Interview de l’artiste togolaise Almok « Ce serait prétentieux et vaniteux de ma part de dire que je m’impose… »

Almok la coqueluche togolaise du Rnb, a fait la première partie du spectacle de Magic System le vendredi 14 novembre dernier au Grand Rex de Lomé. C’est en mars 2011, que le public togolais a découvert cette jeune fille au physique frêle avec le single « le mariage ». En juillet de la même année. Elle mit le clip de la chanson est sur les chaînes de télévision. Ce qui lui valait deux trophées en 2012 au Togo Hip Hop. Energique, belle et motivée, la jeune étoile montante de la musique togolaise ne supporte pas qu’on lui pose des questions sur la politique ou sur sa vie privée. L’artiste auteure-compositrice de l’album « mon idéal » oppose un non catégorique et peut même vous abandonner en cas d’insistance. Membre de la même écurie, Fanga Music, que le chanteur Omar B, Almok s’illustre comme l’un des espoirs de la musique moderne togolaise. Avec un vocal magnifique et une technique de chant précise qui augurent d’une grande carrière, Almok qui adore manger la pâte de maïs, a répondu à quelques questions que nous lui avons posées. Un peu indisposée, elle a été peu bavarde. Nous avons été à sa rencontre au Centre de foire de Lomé.

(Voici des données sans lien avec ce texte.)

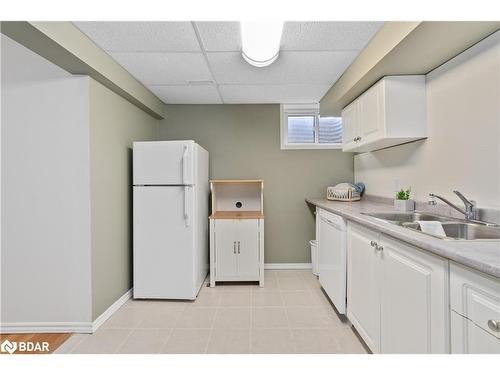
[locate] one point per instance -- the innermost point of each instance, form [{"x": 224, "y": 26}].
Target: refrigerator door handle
[
  {"x": 187, "y": 219},
  {"x": 185, "y": 165}
]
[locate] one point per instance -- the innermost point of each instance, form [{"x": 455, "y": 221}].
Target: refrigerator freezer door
[
  {"x": 163, "y": 243},
  {"x": 164, "y": 163}
]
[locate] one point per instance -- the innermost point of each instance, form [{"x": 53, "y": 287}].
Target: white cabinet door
[
  {"x": 414, "y": 303},
  {"x": 468, "y": 338},
  {"x": 226, "y": 254},
  {"x": 350, "y": 125},
  {"x": 371, "y": 116},
  {"x": 363, "y": 285},
  {"x": 248, "y": 249},
  {"x": 332, "y": 258}
]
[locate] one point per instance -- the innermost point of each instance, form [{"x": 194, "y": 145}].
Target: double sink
[{"x": 455, "y": 229}]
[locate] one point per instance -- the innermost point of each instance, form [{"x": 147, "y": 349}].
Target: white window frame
[{"x": 302, "y": 110}]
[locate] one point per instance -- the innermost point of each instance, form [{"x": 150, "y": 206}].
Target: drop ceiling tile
[
  {"x": 235, "y": 94},
  {"x": 165, "y": 68},
  {"x": 187, "y": 94},
  {"x": 220, "y": 36},
  {"x": 327, "y": 36},
  {"x": 323, "y": 67},
  {"x": 141, "y": 36}
]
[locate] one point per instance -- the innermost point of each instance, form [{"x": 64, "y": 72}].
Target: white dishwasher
[{"x": 332, "y": 254}]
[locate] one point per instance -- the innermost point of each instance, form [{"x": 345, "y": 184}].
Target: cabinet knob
[{"x": 494, "y": 325}]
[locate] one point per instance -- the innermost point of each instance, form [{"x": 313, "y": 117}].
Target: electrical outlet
[{"x": 396, "y": 184}]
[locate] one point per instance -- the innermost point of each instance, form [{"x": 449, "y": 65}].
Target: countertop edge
[{"x": 421, "y": 241}]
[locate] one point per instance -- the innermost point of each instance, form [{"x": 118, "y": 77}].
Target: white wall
[
  {"x": 45, "y": 254},
  {"x": 463, "y": 146}
]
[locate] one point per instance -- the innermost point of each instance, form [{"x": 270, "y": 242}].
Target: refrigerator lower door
[
  {"x": 163, "y": 243},
  {"x": 164, "y": 163}
]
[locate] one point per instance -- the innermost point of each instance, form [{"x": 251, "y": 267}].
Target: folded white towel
[{"x": 432, "y": 227}]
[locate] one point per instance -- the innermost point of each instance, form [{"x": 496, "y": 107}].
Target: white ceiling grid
[{"x": 201, "y": 62}]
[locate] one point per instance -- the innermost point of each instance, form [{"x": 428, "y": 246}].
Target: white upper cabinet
[{"x": 391, "y": 112}]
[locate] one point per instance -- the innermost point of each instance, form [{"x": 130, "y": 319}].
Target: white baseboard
[
  {"x": 76, "y": 327},
  {"x": 111, "y": 310},
  {"x": 46, "y": 327},
  {"x": 287, "y": 266}
]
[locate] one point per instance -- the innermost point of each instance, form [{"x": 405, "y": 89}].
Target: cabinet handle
[{"x": 494, "y": 325}]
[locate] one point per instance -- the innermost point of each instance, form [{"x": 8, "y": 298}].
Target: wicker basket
[{"x": 348, "y": 194}]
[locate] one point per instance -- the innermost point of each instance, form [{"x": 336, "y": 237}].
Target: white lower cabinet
[
  {"x": 414, "y": 305},
  {"x": 475, "y": 311},
  {"x": 468, "y": 338},
  {"x": 363, "y": 285},
  {"x": 397, "y": 294},
  {"x": 237, "y": 250}
]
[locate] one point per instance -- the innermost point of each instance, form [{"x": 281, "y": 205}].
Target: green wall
[
  {"x": 114, "y": 124},
  {"x": 244, "y": 142}
]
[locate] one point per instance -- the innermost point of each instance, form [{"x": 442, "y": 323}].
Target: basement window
[{"x": 302, "y": 127}]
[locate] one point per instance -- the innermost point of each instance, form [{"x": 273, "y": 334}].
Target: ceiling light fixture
[{"x": 260, "y": 42}]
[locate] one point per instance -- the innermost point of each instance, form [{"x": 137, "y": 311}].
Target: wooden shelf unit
[
  {"x": 227, "y": 193},
  {"x": 237, "y": 231}
]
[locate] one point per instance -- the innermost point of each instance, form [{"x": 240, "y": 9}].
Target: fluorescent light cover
[{"x": 260, "y": 42}]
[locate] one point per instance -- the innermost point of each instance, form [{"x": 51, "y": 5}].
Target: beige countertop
[{"x": 481, "y": 255}]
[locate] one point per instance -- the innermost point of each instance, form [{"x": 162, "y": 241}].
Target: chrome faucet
[{"x": 470, "y": 211}]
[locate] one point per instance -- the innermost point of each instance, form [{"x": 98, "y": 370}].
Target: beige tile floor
[{"x": 289, "y": 315}]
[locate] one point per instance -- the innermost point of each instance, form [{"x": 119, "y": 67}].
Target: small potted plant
[{"x": 403, "y": 201}]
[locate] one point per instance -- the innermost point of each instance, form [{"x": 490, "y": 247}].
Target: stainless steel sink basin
[
  {"x": 455, "y": 229},
  {"x": 402, "y": 217},
  {"x": 464, "y": 231}
]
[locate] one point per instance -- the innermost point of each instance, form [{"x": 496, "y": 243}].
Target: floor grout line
[
  {"x": 213, "y": 326},
  {"x": 301, "y": 294}
]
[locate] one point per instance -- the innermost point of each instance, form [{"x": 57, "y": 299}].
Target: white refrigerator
[{"x": 170, "y": 225}]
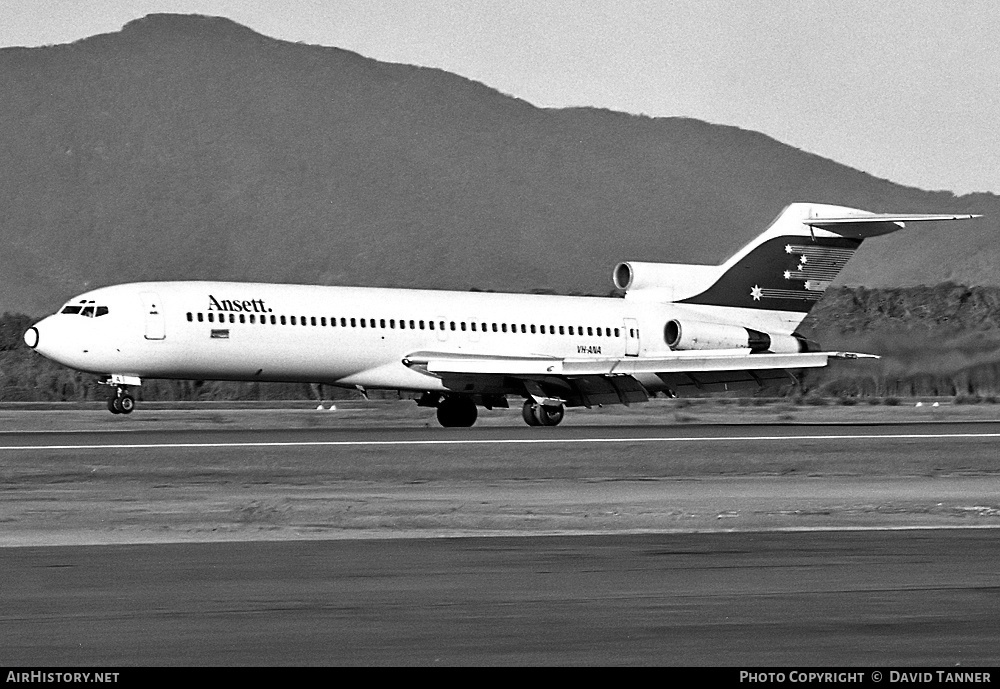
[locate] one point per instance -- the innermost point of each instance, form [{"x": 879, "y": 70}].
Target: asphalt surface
[
  {"x": 846, "y": 599},
  {"x": 855, "y": 545}
]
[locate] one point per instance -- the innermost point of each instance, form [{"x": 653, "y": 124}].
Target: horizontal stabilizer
[{"x": 875, "y": 224}]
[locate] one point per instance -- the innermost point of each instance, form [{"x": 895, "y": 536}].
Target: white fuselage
[{"x": 349, "y": 336}]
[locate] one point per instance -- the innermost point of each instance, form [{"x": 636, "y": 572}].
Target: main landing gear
[
  {"x": 120, "y": 401},
  {"x": 536, "y": 414}
]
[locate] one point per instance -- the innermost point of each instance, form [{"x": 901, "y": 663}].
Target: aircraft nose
[{"x": 31, "y": 337}]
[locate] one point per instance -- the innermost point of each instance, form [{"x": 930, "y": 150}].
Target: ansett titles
[{"x": 237, "y": 305}]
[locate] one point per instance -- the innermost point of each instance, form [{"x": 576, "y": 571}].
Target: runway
[
  {"x": 228, "y": 541},
  {"x": 859, "y": 599}
]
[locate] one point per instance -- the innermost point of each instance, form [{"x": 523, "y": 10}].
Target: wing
[{"x": 590, "y": 381}]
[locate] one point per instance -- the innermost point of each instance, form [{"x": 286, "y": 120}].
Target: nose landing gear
[{"x": 122, "y": 403}]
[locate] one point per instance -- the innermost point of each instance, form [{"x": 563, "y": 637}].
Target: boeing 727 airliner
[{"x": 679, "y": 327}]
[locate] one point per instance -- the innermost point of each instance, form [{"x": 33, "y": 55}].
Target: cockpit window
[{"x": 88, "y": 311}]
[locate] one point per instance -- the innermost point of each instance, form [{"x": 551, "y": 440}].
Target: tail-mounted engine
[{"x": 697, "y": 335}]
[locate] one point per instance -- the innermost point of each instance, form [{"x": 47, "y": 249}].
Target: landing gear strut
[
  {"x": 535, "y": 414},
  {"x": 457, "y": 411},
  {"x": 121, "y": 403}
]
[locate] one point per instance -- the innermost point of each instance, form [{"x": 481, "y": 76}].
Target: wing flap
[{"x": 677, "y": 362}]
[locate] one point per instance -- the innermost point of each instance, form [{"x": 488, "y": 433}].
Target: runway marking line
[{"x": 503, "y": 441}]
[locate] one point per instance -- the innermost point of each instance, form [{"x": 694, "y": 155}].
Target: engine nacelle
[
  {"x": 677, "y": 278},
  {"x": 698, "y": 335}
]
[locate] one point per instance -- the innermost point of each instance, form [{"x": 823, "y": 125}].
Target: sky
[{"x": 906, "y": 90}]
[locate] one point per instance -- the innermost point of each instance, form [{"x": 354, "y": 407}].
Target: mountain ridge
[{"x": 189, "y": 147}]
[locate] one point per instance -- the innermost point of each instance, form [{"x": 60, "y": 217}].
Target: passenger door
[{"x": 155, "y": 326}]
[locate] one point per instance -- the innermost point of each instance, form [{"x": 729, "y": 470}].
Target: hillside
[{"x": 187, "y": 147}]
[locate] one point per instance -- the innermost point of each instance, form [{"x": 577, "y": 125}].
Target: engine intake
[{"x": 699, "y": 335}]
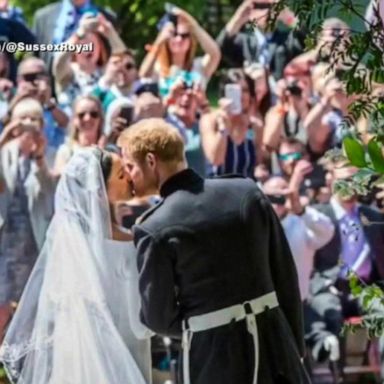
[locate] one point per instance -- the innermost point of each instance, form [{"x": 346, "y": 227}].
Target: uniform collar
[{"x": 185, "y": 180}]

Matin Libre: Almok, tu as évolué sur le même podium que Magic System. Un sentiment de fierté t’anime sans doute.

C’est une grande fierté, une grande joie, mais également une certaine peur qui m’ont animée dans le cadre de ce concert. Mais c’est en même temps une assez grande expérience pour moi et ça fait vraiment plaisir.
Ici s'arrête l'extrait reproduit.